The library is a great place for readers to discover comics, and it’s a great place for comics readers to check out things that they want to try without spending their hard-earned cash. I’m looking at comics that I find in the New York Public Library system.
Today, Jack Kirby’s Silver Star. I’ve been a total mark for the recent surge of archival Kirby reprints, having adored all the Fourth World volumes and OMAC, and owning (but not yet having read) Eternals and Demon (I have some cheap, ugly Essential reprints of Thor and FF, which I’ll hopefully begin to replace with better editions in the next year), yet based on the indifference even hardcore Kirby fans show to this latter-day Kirby series, I opted for the financially conservative option of checking Image Comics’ recent Silver Star hardcover out from the library.
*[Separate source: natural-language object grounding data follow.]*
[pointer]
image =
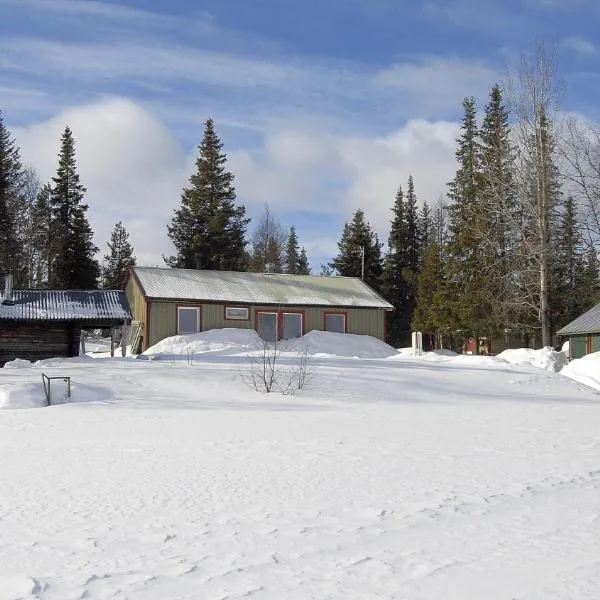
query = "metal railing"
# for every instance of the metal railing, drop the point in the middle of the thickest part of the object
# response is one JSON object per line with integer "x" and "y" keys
{"x": 46, "y": 381}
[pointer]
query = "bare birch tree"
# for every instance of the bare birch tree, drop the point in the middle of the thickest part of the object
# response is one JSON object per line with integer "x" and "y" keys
{"x": 535, "y": 98}
{"x": 580, "y": 154}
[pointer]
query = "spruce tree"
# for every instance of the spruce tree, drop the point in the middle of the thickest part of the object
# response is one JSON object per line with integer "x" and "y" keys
{"x": 208, "y": 230}
{"x": 590, "y": 289}
{"x": 497, "y": 213}
{"x": 11, "y": 177}
{"x": 41, "y": 219}
{"x": 119, "y": 258}
{"x": 463, "y": 268}
{"x": 303, "y": 266}
{"x": 395, "y": 287}
{"x": 359, "y": 245}
{"x": 73, "y": 265}
{"x": 292, "y": 252}
{"x": 268, "y": 241}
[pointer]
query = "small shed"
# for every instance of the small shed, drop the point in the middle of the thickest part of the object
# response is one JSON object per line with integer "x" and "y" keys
{"x": 168, "y": 301}
{"x": 38, "y": 324}
{"x": 583, "y": 333}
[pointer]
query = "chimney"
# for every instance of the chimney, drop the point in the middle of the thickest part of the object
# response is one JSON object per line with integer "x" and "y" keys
{"x": 7, "y": 289}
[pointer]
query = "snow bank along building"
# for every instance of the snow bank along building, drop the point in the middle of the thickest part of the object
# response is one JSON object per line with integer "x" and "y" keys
{"x": 583, "y": 333}
{"x": 168, "y": 301}
{"x": 38, "y": 324}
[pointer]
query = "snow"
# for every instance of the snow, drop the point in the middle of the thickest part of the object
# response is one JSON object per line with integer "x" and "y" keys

First, Image did a great job on the reproduction here. I do like the newsprint quality with Jack’s art, but DC could still use a sturdier paper stock in their books. Baxter maybe? Jack’s artwork is jaw-shatteringly intense in this Silver Star edition, with the lines and colors kicking boldly into the reader’s face on every page. You’ll rarely see Kirby’s art get production this good; so, yeah, lots of props to Erik Larsen and crew at Image for doing this book up right. I appreciate it.
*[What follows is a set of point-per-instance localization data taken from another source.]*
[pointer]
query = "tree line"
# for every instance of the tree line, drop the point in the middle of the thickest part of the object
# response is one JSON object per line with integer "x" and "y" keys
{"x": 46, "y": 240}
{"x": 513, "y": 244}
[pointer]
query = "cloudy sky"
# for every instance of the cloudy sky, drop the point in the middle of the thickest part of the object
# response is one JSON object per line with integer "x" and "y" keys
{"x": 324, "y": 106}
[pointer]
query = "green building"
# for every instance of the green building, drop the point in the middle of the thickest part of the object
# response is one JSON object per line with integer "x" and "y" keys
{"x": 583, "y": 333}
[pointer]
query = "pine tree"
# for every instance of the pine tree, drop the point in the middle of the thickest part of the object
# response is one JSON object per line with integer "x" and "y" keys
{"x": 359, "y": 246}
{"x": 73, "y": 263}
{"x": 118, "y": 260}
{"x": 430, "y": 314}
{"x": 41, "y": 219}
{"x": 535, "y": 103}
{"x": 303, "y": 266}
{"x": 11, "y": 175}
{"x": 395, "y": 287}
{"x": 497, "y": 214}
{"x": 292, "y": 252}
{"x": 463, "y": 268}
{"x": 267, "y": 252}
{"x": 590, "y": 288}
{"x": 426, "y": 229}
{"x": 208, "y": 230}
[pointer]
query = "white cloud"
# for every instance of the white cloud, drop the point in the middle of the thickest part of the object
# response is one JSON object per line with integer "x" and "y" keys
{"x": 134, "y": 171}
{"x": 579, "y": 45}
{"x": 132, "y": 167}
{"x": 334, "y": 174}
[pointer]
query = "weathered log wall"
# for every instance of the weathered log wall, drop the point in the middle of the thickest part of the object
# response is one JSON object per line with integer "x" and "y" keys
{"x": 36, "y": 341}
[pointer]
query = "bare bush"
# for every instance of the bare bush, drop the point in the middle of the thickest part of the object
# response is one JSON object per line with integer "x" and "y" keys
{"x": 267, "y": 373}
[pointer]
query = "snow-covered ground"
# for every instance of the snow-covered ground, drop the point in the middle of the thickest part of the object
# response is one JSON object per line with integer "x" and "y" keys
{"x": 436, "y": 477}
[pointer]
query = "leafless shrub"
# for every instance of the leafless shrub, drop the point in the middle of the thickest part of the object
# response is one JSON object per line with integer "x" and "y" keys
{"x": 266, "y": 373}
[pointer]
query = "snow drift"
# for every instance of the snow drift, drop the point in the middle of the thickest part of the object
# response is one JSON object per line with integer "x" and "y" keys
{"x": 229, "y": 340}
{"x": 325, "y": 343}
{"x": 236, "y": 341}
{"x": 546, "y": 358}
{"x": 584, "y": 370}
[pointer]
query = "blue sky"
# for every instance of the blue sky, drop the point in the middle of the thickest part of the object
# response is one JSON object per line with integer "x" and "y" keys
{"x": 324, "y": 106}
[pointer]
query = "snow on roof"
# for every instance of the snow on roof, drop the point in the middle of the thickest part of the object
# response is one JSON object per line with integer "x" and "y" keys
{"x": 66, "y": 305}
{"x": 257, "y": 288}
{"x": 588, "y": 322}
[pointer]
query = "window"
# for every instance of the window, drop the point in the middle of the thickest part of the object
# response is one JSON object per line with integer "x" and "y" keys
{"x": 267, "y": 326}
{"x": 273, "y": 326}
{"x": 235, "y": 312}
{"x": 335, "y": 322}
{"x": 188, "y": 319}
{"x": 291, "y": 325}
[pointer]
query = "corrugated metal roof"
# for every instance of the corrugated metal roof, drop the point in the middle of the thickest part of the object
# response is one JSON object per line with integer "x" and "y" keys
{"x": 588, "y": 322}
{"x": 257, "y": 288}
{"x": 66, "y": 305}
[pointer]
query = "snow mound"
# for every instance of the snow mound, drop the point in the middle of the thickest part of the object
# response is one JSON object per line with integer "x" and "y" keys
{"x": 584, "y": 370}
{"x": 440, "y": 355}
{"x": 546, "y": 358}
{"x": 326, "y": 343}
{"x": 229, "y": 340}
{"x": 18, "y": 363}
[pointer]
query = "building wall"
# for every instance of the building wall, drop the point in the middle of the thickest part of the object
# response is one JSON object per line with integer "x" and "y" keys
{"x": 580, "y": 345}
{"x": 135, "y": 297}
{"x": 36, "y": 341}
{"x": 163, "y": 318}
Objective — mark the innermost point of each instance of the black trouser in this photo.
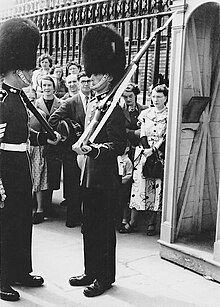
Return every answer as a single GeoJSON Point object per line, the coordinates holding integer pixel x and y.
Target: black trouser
{"type": "Point", "coordinates": [99, 234]}
{"type": "Point", "coordinates": [15, 236]}
{"type": "Point", "coordinates": [71, 178]}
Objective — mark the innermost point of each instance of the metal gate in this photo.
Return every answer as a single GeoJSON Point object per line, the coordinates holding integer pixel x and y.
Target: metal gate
{"type": "Point", "coordinates": [63, 24]}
Alas, the indifference that many fans show to Silver Star is quite justified. Kirby has some interesting themes in play here, and with a little more time and care, it might’ve been one of his best series. Jack plays with some thorny ideas about evolution and human nature. Unfortunately, the entire saga is badly underdeveloped. Silver Star’s erstwhile love, Norma Richmond, stands around as a zombie for nearly three full issues, leaving her a pale shadow of a character. Silver Star’s inability to act in the early chapters makes him seem inept, and Silver Star’s father and a friend have too many semi-theoretical debates that just don’t really go anywhere. Unthinkably, even the big climax between Silver Star and arch-foe Darius Drumm seems like it was just tossed together to get from the near-destruction of Earth to a victory for Silver Star by issue’s end.
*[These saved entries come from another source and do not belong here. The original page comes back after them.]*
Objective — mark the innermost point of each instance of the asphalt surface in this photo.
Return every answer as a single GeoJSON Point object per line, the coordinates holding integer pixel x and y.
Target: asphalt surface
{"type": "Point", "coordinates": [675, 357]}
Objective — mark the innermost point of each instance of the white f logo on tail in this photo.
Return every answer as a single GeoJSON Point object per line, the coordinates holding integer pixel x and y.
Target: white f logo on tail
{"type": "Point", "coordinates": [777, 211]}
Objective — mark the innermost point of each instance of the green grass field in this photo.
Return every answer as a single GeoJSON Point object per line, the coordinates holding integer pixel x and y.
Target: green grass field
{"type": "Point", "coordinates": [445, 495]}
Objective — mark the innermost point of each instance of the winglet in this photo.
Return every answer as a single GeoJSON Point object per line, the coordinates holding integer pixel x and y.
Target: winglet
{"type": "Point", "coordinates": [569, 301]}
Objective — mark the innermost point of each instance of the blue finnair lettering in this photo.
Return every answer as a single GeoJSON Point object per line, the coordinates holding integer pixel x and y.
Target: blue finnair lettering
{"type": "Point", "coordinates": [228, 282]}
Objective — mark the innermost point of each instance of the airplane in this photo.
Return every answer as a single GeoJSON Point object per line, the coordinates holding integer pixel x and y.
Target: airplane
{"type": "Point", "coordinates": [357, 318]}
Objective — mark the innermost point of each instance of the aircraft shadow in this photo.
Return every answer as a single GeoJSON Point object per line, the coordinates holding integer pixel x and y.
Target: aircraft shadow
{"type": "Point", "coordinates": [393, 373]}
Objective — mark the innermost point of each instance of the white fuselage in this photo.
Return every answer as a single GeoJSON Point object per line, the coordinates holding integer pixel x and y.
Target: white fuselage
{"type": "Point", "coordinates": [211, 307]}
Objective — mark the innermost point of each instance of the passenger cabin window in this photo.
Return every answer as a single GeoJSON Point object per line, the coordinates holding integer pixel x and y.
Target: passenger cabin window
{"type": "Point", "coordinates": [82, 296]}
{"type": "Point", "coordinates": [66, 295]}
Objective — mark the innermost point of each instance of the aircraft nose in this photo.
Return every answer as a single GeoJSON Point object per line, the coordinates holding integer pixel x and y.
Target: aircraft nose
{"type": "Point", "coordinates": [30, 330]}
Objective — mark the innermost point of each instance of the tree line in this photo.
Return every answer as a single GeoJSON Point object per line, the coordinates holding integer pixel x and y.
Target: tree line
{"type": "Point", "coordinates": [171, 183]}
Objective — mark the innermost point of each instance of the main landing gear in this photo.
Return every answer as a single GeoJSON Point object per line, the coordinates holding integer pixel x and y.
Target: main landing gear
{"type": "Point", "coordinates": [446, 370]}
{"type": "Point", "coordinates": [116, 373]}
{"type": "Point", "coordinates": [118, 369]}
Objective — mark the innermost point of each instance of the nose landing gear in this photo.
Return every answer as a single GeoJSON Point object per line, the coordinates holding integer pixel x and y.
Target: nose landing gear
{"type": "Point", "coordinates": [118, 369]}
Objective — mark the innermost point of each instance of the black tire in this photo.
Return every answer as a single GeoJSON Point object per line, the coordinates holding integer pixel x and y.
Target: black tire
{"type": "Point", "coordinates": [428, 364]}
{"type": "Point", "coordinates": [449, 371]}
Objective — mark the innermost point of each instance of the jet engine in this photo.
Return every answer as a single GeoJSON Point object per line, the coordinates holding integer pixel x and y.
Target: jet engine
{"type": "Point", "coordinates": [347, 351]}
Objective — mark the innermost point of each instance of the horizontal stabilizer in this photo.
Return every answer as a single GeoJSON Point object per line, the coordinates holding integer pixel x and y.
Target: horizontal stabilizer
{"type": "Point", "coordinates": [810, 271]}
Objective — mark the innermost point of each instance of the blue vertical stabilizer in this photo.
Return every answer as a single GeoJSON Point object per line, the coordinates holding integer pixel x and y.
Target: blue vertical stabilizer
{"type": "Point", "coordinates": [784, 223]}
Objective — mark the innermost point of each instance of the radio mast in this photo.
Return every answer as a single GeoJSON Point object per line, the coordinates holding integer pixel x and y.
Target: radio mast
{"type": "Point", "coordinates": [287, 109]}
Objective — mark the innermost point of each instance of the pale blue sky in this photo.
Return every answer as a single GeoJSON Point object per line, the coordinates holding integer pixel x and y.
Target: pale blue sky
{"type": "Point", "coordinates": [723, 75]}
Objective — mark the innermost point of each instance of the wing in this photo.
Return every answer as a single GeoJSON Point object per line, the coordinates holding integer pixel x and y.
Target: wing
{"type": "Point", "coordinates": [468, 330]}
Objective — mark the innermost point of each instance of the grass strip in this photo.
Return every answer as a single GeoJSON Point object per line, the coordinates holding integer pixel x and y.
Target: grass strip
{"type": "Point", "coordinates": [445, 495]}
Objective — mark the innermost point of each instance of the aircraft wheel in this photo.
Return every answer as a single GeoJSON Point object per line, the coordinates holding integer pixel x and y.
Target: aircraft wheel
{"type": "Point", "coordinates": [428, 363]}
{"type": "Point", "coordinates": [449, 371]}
It’s not a total loss; the art is good. It’s not quite as good as his best, but Silver Star still packs power in a way that Jack couldn’t quite muster a few years later when working on The Hunger Dogs. Kirby’s always able to boldly sock a reader in the teeth with his pencil, but even Jack’s artwork isn’t going to redeem this mess. Hopefully curious readers will pick another starting point if they’re perusing the library for work by the King.